Reaksi mereka semua kurang lebih sama, menganga tidak percaya dengan pernyataan gue baruaan.

"Januar udah sinting beneran gue rasa, abis ditonjok cowoknya masih aja dateng. Aduh gue takut deh kalau dia dateng ke nikahan lo ntar," komen Handika spontan yang diamini oleh lainnya.

"Siapin hape pas Januar naik ke pelaminan, siapa tau ada kejadian mengejutkan yang bisa jadi FYP tiktok," timpal Ara yang membuat gue mendelik. Bisa-bisanya ia berpikir demikian.

"Gue setuju banget tuh!" sahut Ilham.

"Gue mau nanya sama kalian, sejak kapan sebenernya Januar kayak gitu?" tanya gue ragu.

"Gitu gimana?" tanya Handika bingung. Mereka saling beradu pandang satu dengan yang lain, kecuali Yudistira.

"Dia naksir Lo dari awal lo masuk kantor," terang Yudistira.

Gue masuk kantor ini sebagai anak baru sekitar dua tahun yang lalu, saat masih masa penjajakan dengan Aga.

"Selama itu?" pekik Rizka spontan, sementara yang lain menganga tidak percaya.

Yudistira mengiyakan tanpa ada raut keisengan di wajahnya. Tanda bahwa ia sedang benar-benar serius sekarang.

"Kalah start dia sama Aga, padahal Lo jomblo lama," jelas Yudistira.

"Terus kenapa dia baru ngegasnya sekarang di saat Brigita mau nikah?!" sungut Ara kesal.

"Dulu dia mikirnya ya kalau jodoh nggak akan ke mana, padahal kan kalau mau dapet jodoh juga harus berusaha Dia mikirnya lo nggak bakal bertahan lama sama Yiraga."

"Aga minta gue jaga jarak sama Januar," ucap gue penuh penyesalan. Sepertinya suasana kantor memang tidak akan bisa kembali seperti semula.

"Wajar lah, Kalau gue mungkin udah suruh lo keluar kantor dan cari kerjaan baru Git," timpal Ilham.

"Jadi ini sisi posesifnya para lelaki?"

"Bukan posesif juga sih, cuma gimana ya, biar sama-sama lebih tenang aja. Gue kalau tau calon istri gue ada yang naksir di kantornya cukup ketar-ketir sih," timpal Handika.

"Kayaknya kalau itu mah karena lo nya nggak percaya diri aja.

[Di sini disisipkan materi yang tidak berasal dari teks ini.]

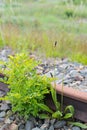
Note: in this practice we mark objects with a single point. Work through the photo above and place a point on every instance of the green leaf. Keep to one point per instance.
(54, 97)
(57, 114)
(44, 116)
(83, 126)
(69, 108)
(68, 115)
(45, 108)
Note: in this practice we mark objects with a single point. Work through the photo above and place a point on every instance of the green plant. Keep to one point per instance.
(58, 113)
(27, 88)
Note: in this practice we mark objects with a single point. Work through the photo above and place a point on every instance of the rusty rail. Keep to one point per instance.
(70, 97)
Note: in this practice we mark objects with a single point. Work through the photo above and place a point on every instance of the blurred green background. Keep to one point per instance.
(35, 25)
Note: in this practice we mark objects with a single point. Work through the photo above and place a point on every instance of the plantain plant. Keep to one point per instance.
(58, 114)
(27, 88)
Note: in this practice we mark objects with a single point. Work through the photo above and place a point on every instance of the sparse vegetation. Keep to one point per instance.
(36, 25)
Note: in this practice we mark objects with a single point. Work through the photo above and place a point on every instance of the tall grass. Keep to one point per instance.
(35, 26)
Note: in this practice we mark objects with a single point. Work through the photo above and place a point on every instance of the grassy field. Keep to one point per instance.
(35, 25)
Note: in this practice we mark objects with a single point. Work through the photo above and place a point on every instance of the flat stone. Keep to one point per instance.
(21, 127)
(75, 128)
(51, 127)
(29, 125)
(4, 127)
(1, 119)
(8, 121)
(59, 124)
(4, 107)
(2, 114)
(36, 128)
(13, 127)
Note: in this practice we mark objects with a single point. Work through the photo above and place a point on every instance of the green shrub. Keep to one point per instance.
(27, 88)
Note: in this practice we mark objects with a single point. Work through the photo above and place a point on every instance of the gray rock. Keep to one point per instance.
(4, 127)
(7, 121)
(1, 119)
(51, 127)
(2, 93)
(75, 128)
(52, 121)
(36, 128)
(59, 124)
(29, 125)
(66, 128)
(2, 114)
(4, 107)
(45, 125)
(21, 127)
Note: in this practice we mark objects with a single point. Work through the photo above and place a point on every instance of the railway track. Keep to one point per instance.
(70, 97)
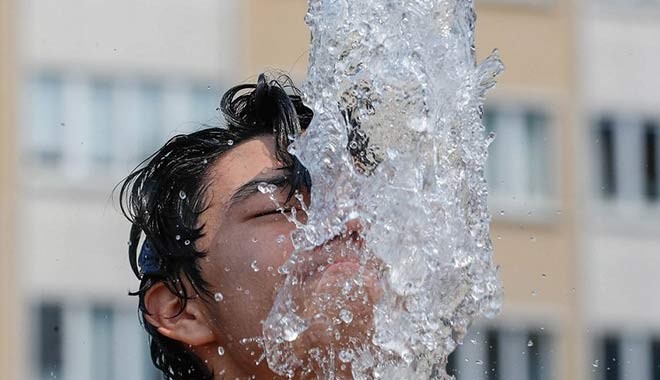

Kalau lo punya kedudukan dan tampang macam Aga gue rasa Lo nggak akan khawatirkan Januar. Cukup Brigita jaga jarak aja." Rizka berpendapat.

"Cemburu bukan hanya untuk orang yang nggak percaya diri kali," balas Ilham. "Kalau belum ada ikatan resmi itu presentasenya cukup tinggi."

"Nanti gue bantu nasihatin Januar deh untuk menghentikan kegilaannya ini. Kesempatan yang udah terlewat tentu nggak akan pernah bisa dia raih lagi."

"Itu lebih baik dibandingkan Aga nonjok dia lagi," timpal Ara.

Khairi yang datang membuat kami membubarkan diri. "Git, ke ruangan gue," titahnya kemudian.

"Ada yang bisa dibantu Pak?" tanya gue penuh formalitas. Meskipun atasan di depan gue ini adalah teman calon suami gue, tentu gue tetap tidak boleh bersikap seenaknya.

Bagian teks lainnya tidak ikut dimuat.